A “brand” comes under trademark law (not copyright law). Oracle owns the OpenOffice.org brand.
http://marketing.openoffice.org/brand/
http://www.openoffice.org/trademark/brandrefresh.html
Mozilla, for example, will only allow people to use the name “Firefox” if they ship Mozilla’s code.
http://en.wikipedia.org/wiki/File:Firefox_3.5_logo.png
http://en.wikipedia.org/wiki/File:Mozilla_Firefox_wordmark.svg
Debian doesn’t ship Mozilla’s code exactly, Debian modifies it a little. Hence Debian is not allowed, by Mozilla, to call it “Firefox”.
http://www.debianhelp.co.uk/iceweasel.htm
http://en.wikipedia.org/wiki/Mozilla_Corporation_software_rebranded…
http://wiki.debian.org/Iceweasel
So Debian’s Iceweasel browser isn’t called Firefox, but it is almost identical to Firefox.
http://en.wikipedia.org/wiki/File:Iceweasel307.png
http://en.wikipedia.org/wiki/File:Iceweasel-icon.svg
You will note that iceweasel has nowhere near the same level of brand recognition that Firefox does.
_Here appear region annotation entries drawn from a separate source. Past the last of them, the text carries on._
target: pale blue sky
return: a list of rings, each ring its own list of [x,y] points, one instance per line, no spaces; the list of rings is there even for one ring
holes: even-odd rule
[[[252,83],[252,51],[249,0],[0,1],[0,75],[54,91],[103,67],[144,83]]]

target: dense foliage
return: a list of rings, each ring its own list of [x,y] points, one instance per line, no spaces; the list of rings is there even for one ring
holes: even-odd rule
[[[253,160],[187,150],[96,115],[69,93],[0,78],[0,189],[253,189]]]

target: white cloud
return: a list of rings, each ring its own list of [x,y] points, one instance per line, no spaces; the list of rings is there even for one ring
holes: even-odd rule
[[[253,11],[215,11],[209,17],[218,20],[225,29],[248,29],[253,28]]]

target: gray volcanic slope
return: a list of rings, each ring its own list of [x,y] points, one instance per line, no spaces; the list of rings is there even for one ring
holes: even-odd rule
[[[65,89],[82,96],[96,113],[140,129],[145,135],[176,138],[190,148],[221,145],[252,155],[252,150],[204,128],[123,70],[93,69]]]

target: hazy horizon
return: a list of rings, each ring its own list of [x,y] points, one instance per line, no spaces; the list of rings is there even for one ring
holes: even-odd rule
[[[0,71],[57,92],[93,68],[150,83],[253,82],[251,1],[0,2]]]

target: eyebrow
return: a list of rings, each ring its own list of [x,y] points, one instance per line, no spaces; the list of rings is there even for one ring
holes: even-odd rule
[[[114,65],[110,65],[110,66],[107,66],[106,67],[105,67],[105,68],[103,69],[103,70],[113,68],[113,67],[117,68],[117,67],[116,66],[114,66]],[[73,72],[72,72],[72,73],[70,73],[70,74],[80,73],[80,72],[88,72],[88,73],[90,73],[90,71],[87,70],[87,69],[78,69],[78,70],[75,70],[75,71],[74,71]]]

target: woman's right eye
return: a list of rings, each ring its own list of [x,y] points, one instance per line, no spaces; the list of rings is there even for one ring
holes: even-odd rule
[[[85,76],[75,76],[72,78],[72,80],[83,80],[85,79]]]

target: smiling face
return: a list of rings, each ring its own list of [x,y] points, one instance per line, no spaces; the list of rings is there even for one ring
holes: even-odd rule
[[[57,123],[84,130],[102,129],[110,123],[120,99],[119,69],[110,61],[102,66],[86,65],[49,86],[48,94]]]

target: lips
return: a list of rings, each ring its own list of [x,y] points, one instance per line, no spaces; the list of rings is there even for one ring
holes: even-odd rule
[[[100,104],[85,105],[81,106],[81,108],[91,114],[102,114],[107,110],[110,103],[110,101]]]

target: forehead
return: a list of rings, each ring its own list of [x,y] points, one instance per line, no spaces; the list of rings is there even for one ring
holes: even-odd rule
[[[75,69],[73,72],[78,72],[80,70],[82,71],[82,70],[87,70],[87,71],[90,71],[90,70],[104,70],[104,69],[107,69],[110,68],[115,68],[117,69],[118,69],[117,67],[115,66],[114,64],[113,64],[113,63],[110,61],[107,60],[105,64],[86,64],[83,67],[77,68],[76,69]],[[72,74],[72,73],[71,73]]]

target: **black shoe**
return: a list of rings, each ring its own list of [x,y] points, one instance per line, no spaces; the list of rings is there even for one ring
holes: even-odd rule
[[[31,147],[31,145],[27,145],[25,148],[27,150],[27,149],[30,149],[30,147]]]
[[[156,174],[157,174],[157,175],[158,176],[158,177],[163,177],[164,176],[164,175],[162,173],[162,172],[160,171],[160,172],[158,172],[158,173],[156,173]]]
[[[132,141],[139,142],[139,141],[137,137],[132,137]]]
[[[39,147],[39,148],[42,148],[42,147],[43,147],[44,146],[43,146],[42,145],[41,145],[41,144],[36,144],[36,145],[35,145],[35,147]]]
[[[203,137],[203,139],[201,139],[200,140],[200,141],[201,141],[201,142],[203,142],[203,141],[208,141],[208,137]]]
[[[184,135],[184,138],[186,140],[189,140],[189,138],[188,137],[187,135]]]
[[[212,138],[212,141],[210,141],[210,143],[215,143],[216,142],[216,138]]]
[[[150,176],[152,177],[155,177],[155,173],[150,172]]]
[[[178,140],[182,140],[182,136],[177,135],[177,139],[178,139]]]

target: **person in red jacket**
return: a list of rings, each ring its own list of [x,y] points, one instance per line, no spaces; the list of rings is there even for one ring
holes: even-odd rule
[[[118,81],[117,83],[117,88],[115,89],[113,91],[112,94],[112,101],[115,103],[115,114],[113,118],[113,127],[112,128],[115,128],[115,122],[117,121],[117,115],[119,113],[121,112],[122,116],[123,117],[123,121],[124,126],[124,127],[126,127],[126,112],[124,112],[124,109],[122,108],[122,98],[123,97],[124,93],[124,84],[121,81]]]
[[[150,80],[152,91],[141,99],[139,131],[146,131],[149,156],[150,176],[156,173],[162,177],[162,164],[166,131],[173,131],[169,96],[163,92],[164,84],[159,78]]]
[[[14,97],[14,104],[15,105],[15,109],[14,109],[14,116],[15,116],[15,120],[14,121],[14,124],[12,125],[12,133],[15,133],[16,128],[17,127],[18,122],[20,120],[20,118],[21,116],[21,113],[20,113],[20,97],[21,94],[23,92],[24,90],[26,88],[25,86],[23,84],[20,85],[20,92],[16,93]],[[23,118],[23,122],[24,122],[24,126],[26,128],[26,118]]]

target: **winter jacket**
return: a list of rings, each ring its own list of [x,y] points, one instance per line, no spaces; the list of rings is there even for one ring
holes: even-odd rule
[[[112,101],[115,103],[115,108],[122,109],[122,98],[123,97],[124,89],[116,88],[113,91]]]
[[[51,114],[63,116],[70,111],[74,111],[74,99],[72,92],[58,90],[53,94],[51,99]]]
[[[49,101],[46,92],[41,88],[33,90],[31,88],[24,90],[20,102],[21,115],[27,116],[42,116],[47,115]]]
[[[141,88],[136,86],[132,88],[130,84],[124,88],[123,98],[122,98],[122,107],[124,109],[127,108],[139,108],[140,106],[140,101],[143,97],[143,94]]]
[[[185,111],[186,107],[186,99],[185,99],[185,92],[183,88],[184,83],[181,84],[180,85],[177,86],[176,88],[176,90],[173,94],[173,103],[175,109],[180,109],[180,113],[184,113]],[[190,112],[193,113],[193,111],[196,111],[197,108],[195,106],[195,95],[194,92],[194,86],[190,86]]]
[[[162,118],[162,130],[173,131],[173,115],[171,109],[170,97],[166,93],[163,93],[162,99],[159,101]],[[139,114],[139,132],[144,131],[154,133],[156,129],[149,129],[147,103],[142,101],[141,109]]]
OK, that is trademark law. It is all about the name, the brand, what you call something.
It is quite possible to allow people to use your code but refuse to let them use your “brand”.
Ergo, Oracle are under no obligation whatsoever to allow the LibreOffice co-operative (aka The Document Foundation) to use the OpenOffice.org name.
If Oracle decide they want to keep OpenOffice.org as a product, and keep the name exclusive to them, then we will have a fork, and LibreOffice and OpenOffice will slowly diverge to become two different programs. Effort will be duplicated.
If Oracle decide they want to allow the LibreOffice co-operative (The Document Foundation) to use the OpenOffice.org name, then there is no fork, OpenOffice.org continues as one product, Oracle have effectively joined the co-operative (aka The Document Foundation), and OpenOffice.org suddenly has significantly larger community, a whole heap more manpower, help and financial backing.
It all depends on what Oracle want to do, but this is not in any sense a theft of OpenOffice (just as Iceweasel is not a theft of Firefox) … either way there are pluses and minuses, choices and consequences, swings and roundabouts, benefits and penalties to be had by Oracle.
The choice is up to them.
Edited 2010-09-29 13:33 UTC
If it works with mingw with a ./configure and no psdk on windows it is fine with me.
The vast majority of the press says that it was a voluntary decision by the open office developers.
It most certainly was not. Oracle cut them off and told them to hit the road.